Cunyi Yang from the Sun Yat-sen University (SYSU) – Lingnan (University) College; The University of Hong Kong – Faculty of Business and Economics (et al.) have created a new index, the War Related Diplomatic Sentiment Index (WDSI) as a way of getting ahead of events via official government rhetoric.
There are already a number of global risk indices but most of these are coincident in that they feed from news channels and actual happenings. So they do a good job of telling you where you are, but aren’t so good at the where you might be going next bit.
Using text (or speech) as data isn’t new but the sophistication allowed now by properly wrangled LLMs allows for never-better analysis and the researchers concentrated on China’s Ministry of Foreign Affairs and the U.S. State Department for their raw data.
As both sources are day-to-day chatty it was possible to construct a high frequency index with daily readings. From there a simple matter to map onto events for validation and from there to what will concern most here, capital flows.

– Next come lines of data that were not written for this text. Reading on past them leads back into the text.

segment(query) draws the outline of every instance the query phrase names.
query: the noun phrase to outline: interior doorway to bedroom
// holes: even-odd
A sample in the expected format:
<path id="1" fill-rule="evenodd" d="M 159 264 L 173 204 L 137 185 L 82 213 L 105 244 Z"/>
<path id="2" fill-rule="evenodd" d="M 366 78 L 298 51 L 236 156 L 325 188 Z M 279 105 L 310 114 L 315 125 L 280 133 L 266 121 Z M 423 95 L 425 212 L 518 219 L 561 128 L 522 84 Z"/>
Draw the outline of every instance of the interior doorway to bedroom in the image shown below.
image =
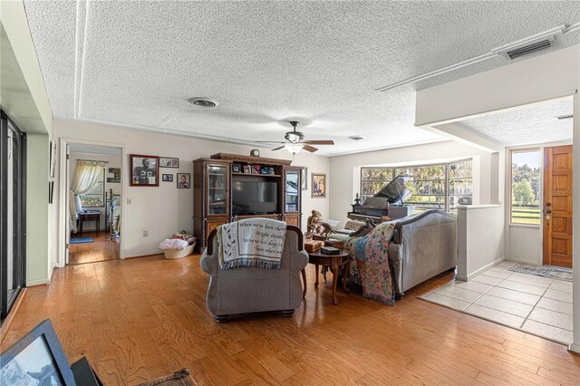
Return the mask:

Two major findings emerged:
- Greater risk readings tend to send capital away from China. This is most reliably detected in Hong Kong via the Stock Connect where Southbound flows are easy to monitor.
- Higher risk readings though send capital towards U.S. equities. The researchers don’t prove this but intuit this is nothing more complicated than ‘flight to quality/safety’ at work.
So we seem to have one piece of the puzzle as to why, despite a noisy and unstable backdrop for most of this year the U.S. stock market has at the same time progressed to new highs.
Those buying in anticipation of some sort of ‘Peace Dividend’ in due course may therefore be disappointed as capital will likely drain out in the event we transition to more stable conditions.
You can review the work in full here When Words Move Money.
Happy Sunday, and be careful what you wish for.